The load cell incorporated in the gripping force meter is externally just a plain cylinder giving no clue as to it's internal construction.

Pictures of the device in this thread :

http://madmodder.net/index.php/topic,10608.0.html

sparky961:
You can't just use your finger to see how hard it's gripping?  :poke:

(Sorry, couldn't resist)
DMIOM:
Andrew - it isn't effectively just acting as a pressure gauge is it?

Dave
awemawson:
Dave that's possible I suppose. It would have to be a relatively thin walled tube with a diaphragm on which the strain gauge sits, all filled with a fluid, but there is absolutely no sign of a means of filling.

I did wonder if it is a series of concentric flextures each with a strain gauge and the strain gauges wired in series but no amount of googling for radial load cells comes up with anything similar
DMIOM:
The outer cylindrical skin must be cable of accepting/transmitting the deformation, and if there are no specific 'target' zones then, if not pressure based, then I could envisage a couple of other concepts: One method might be to have a length of spring steel sheet, like those used for lead-screw guards, one end anchored to the skin and the other, monitored, end to an arbor - as the cylinder is squeezed the spiral will try to wind up?  Alternatively, I wonder what results you would get if you wound a lap of strain gauge wire on a compressible cylinder, just like a single-layer-winding solenoid; you would then face the challenge of slipping that inside a compressible outer sleeve and filling the annular void with a medium that ensured the pressure was transmitted to the inner cylinder & coil....  Or maybe there's no coil -might it be an air-spaced cylindrical capacitor - one plate = fixed inner arbor, other plate = deformable skin?

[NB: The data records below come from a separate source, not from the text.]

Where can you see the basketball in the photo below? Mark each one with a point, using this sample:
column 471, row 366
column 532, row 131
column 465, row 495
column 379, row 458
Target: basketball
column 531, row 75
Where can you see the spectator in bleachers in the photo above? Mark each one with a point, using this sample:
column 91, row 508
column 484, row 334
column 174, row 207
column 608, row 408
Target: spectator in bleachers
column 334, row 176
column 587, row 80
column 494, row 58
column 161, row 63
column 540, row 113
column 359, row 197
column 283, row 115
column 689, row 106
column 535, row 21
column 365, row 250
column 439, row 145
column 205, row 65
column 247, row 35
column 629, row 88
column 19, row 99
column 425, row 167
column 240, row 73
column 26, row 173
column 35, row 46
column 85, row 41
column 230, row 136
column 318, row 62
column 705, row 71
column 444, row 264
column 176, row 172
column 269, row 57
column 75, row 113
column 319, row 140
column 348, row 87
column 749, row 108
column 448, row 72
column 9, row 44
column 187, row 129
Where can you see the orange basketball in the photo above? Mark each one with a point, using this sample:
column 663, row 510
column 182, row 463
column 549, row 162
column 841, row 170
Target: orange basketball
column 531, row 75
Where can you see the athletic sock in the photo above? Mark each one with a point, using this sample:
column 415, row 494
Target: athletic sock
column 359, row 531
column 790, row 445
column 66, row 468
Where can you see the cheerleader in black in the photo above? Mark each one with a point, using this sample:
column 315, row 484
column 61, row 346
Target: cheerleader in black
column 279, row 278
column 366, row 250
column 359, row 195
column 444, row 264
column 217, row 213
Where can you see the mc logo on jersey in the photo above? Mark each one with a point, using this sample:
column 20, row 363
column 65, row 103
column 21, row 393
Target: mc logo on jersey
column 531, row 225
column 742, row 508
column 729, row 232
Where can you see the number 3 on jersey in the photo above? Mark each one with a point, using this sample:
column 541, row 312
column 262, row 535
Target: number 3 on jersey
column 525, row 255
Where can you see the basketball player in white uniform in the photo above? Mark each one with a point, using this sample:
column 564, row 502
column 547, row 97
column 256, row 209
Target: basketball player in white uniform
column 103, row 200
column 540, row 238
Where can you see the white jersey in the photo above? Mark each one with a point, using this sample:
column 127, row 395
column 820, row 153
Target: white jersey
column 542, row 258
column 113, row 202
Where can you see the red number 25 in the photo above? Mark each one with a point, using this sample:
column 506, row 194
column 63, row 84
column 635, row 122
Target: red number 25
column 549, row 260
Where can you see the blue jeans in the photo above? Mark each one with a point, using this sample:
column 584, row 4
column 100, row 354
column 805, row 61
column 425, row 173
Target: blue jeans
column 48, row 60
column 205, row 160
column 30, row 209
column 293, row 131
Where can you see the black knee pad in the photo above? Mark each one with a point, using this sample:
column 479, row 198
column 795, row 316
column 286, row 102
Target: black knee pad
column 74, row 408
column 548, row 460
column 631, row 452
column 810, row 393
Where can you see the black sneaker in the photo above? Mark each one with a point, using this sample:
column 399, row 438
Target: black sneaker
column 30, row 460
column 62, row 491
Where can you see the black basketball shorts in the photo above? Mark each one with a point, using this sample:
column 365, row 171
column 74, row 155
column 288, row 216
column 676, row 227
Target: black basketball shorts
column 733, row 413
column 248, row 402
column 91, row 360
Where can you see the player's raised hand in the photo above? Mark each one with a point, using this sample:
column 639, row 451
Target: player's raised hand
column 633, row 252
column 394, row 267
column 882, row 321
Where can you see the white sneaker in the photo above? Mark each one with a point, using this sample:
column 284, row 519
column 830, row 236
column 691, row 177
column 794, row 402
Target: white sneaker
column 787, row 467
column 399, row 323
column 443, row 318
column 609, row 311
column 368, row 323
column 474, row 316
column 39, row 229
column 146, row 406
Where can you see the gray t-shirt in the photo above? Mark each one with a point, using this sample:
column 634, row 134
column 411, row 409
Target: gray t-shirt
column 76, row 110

However, I've just been back to look at the pictures in the original thread - and there are specific two-jaw and three-jaw adapters with pads for the jaws to bear on. The adapters' purpose could be to avoid marking the head but they look to have sprung fingers with "pips" to engage in specific dimples on the measuring head; hence pressure will always be at the same specific points on the circumference - so maybe a set of six strain gauges and appropriate adapters could accept 2/3/4/6 jaw chucks?

So, maybe it isn't a generic "any point on the circumference" cylindrical strain gauge at all!